Insights
Trovy vs. Aven: Which HELOC Card Is Right for You?
February 18 2026
When you need to tap into your home equity, both Trovy and Aven offer an innovative solution: a home equity line of credit (HELOC) paired with a credit card for flexible access to your funds. While these two products share some similarities, understanding the differences can help you choose the option that best fits your needs.
The Basics: What They Have in Common
Both Trovy and Aven are online lenders offering a fully digital experience. Both eliminate traditional HELOC setup and maintenance fees, though you’ll still pay government recording fees and charges (as required by law). Both give you convenient ways to access your home equity through a credit card, ACH transfers, and balance transfers from existing loans and credit cards.
Both products also feature variable interest rates with the option to convert draws to a fixed-rate installment loan, giving you flexibility to lock in rates when it makes sense for your financial situation.
No annual, cancellation or prepayment fees. Get all the premium card features you expect, but without all the fees.
Comparison at a Glance
| Feature | Trovy | Aven |
|---|---|---|
| Draw period | 5-year draw period with the option to request up to 3 additional 5-year periods (up to 20 years total) | 1-year draw period; must be renewed annually (subject to Aven’s discretion) |
| Loan term & max balance | 30-year term; max balance $250,000 | May offer higher loan balances in some states |
| Upfront draw required | No upfront draw required for Credit Limits up to $100,000; a mandatory upfront draw applies for Credit Limits above $100,000 | Higher rate if you don’t draw at least 80% of credit limit |
| Draw fees | Capped at 5% over the life of the loan | Cap over life of loan not specified |
| Fixed-rate conversion | Lock in current variable rate at time of conversion (can capture lower rates if they’ve dropped) | Floor at initial rate in some contracts (state-dependent); may not lock in below starting rate |
| Fixed rate at time of draw | Yes — you can elect a fixed rate on a Cash Advance or Balance Transfer at the time of the draw | No — draws are booked at Aven’s variable APR; the optional Aven Simple Loan fixed-rate conversion is not guaranteed to be available at the time of the transaction |
| Payment allocation | Payments above minimum applied to highest APR balance first | Minimum payments to lower-rate balances first; only payments above minimum go to higher-rate balances first |
| Cashback rewards | 2% on home purchases; 1% on all other purchases | 2% on purchases |
| Fees (shared) | Both: No annual, cancellation, or prepayment fees; no traditional HELOC setup/maintenance fees (government recording fees still apply) | |
Where They Differ: The Details That Matter
Draw Period Flexibility
One of the key differences is how long you can access your funds:
Trovy offers a 5-year draw period with the option to request up to 3 additional 5-year periods, giving you potentially 20 years of flexible access to your line of credit.

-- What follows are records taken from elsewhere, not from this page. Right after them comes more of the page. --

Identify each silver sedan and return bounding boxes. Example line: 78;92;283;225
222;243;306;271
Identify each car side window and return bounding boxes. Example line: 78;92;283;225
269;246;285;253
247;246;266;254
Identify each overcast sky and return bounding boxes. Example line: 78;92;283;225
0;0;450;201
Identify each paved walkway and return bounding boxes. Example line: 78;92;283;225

Aven provides a 1-year draw period that must be renewed annually. Renewal is subject to Aven’s discretion each year, which means your continued access depends on their annual approval.
Loan Terms and Limits
Trovy provides a 30-year loan term with a maximum loan balance of $250,000—suitable for most homeowners’ needs.

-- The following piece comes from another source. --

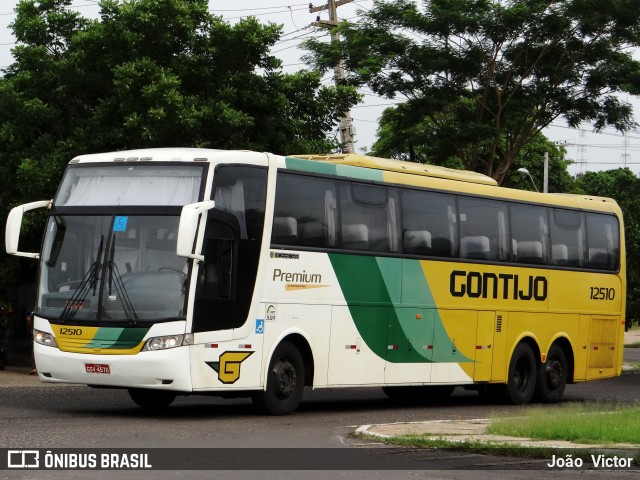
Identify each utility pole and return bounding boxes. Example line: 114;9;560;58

Aven may offer higher loan balances in some states, which could be helpful if you need to borrow more than $250,000.
Draw Requirements and Fees
Trovy doesn’t require an upfront draw for Credit Limits up to $100,000, giving you control over when and how you access your funds for most borrowing needs. Above that threshold, a mandatory upfront draw applies. Draw fees are capped at 5% over the life of the loan, providing cost predictability.
Aven charges a higher interest rate if you don’t draw at least 80% of your credit limit – something to consider if you prefer to borrow only what you need. Aven doesn’t specify whether draw fees are capped over the life of the loan.
Fixed-Rate Conversion Flexibility
Both products allow you to convert variable-rate draws to fixed-rate installment plans, but the terms differ:
Trovy allows you to lock in your current variable rate at the time of conversion—meaning if rates have dropped since you opened your account, you can take advantage of that lower rate when converting to a fixed-rate plan.
Aven sets a floor on fixed-rate conversions at your initial interest rate in some of their contracts, apparently depending on the state where the property is located, unless they offer you a promotional rate. Even if the current variable rate is lower than when you opened your account, you may not be able to lock in a rate below your starting rate.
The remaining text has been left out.